Monday, July 20, 2009

 

Blog of Ages Redux

I worked for a number of years in old media: books, magazines, and film. They all depended, and to some extent still do depend, on the concept of intellectual property. Simply put, it means that the person who creates a piece of writing or music or a work of art owns it just as much as the person who grows a tomato owns it. If the tomato grower works for a farmer, of course, the tomato might belong to the farmer, just as the articles written by a staff writer for a magazine might well belong to the magazine.
But what happens when the tomato is put on the Internet? First, it becomes an infinity of tomatoes. The power of intellectual property lies in two aspects of the work—the tomato. The second aspect is in what we call, appropriately enough, secondary or subsidiary rights. Your Star Wars toys and Living Words lunch boxes fall into this area.
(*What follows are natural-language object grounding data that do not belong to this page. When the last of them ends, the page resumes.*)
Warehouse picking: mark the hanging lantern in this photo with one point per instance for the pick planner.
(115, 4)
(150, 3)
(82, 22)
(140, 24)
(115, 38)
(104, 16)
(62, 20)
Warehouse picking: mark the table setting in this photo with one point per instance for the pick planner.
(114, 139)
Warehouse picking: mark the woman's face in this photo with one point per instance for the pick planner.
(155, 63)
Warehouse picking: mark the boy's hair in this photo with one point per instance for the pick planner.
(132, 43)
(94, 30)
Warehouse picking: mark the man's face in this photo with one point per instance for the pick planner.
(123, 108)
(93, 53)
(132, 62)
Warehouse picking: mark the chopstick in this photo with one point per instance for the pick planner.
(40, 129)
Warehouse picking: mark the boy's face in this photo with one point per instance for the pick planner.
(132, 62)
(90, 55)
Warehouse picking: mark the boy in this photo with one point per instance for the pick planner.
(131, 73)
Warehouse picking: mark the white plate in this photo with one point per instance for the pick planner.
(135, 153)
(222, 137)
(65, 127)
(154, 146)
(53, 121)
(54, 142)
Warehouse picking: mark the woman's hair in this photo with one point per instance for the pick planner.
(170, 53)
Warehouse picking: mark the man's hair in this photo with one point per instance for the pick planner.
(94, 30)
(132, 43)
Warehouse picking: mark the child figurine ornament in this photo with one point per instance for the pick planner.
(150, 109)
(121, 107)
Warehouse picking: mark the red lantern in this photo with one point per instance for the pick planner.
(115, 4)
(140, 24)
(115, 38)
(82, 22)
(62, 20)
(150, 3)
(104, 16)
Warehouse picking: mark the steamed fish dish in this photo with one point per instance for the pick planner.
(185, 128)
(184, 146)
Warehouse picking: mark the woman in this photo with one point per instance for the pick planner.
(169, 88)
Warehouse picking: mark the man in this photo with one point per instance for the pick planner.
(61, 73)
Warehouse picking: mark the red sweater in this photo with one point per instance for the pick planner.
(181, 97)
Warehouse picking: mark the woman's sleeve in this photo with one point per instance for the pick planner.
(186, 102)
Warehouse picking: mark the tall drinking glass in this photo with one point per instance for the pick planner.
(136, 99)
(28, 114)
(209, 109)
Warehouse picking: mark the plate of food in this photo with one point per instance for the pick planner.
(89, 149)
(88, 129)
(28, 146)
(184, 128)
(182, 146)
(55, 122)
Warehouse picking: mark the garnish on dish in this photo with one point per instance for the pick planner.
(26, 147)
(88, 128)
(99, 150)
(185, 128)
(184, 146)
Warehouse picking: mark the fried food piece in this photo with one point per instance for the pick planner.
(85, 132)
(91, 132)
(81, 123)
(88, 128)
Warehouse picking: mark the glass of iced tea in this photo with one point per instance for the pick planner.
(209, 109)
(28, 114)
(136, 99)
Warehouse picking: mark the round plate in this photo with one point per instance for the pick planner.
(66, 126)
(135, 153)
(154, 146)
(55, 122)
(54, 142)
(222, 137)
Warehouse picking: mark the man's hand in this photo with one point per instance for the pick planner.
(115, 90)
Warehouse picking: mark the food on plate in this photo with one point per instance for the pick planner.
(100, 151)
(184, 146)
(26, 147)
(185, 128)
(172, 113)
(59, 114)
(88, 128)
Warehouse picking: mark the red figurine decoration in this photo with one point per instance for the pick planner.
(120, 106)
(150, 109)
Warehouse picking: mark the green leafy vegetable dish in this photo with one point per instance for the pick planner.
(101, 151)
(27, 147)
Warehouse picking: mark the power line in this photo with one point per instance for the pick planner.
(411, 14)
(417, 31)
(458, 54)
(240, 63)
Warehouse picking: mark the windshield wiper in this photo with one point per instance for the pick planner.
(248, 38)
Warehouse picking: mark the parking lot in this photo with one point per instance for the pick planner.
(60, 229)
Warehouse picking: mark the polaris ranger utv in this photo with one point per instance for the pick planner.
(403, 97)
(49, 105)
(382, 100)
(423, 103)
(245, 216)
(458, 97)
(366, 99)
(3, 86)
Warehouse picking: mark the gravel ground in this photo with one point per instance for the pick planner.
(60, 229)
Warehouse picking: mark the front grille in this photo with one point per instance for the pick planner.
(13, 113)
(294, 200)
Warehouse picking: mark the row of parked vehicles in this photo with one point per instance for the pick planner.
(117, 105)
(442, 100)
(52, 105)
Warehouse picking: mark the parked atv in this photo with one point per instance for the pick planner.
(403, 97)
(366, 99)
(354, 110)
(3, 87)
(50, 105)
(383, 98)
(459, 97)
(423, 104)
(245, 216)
They exploit the idea of the tomato, and I've heard no one dispute that the creator of the tomato should control that idea.
The first right of the intellectual creator, though, is copyright, which is exactly what it appears to be—the right to make (or allow others to make) copies. This is a relatively recent idea. Only a little more than two hundred years ago, an author or composer would sell a work to a publisher for a flat fee. If it was hugely successful, the composer might have some additional leverage in negotiating the next sale, but would never see another pfennig on that work. Other publishers would be likely to put out their own editions, for which the creator would get nothing.
Copyright allowed creators to lease, rather than sell, the rights to their work. An author's contract now is for an advance against royalties, and if the book continues to sell, an author can keep getting checks for a lifetime (and beyond; current copyright law in the U.S. protects the rights for 75 years after the author's death). The publisher is compensated, of course, for the costs of editing and designing and manufacturing and distributing the book; all that comes out of the price you and I pay for a physical book.
But what happens when there is no physical book? If I buy an e-book or an audio book download, no physical object is transferred to me. The farmer sells me the tomato, but he can still sell you the very same tomato.
There are some people who believe that the low manufacturing cost (for a book, basically editing and design, both of which can really be omitted if you aren't obsessed with quality) should be reflected in the price. That is, they think that we should give away the right to copy intellectual property and control only who can sell it and the secondary rights. Some authors (the most famous is probably Cory Doctorow, the science fiction writer) now release their works for free on the Internet, assuming that readers will then be inspired to purchase physical copies--and Doctorow's books do have respectable sales ranks at Amazon, so people are buying them.
The other side of that is that many people believe that everything should be free if it is freely available on the Web, or if it can be made freely available. Writers' organizations spend a fair amount of time tracking down pirate sites that post scanned copies of books whose authors have not agreed to release their texts (Doctorow and others release some rights under Creative Commons licenses, which you can look up at creativecommons.org). The pirates, both those who scan and post and those who unknowingly download those texts, often claim that they have done nothing wrong, since “information wants to be free.” Well, it may want to be free; I want to be rich, but my writing is not making that happen—in part because I face competition from those who are willing to give their work away for free. If my work is better than theirs, they still have the advantage of price.
I have not really decided on the rights and wrongs of all this, but I keep thinking about Gresham's Law: Bad money drives out good. With complete freedom of information, will bad information drive out good? It's one more problem to worry about.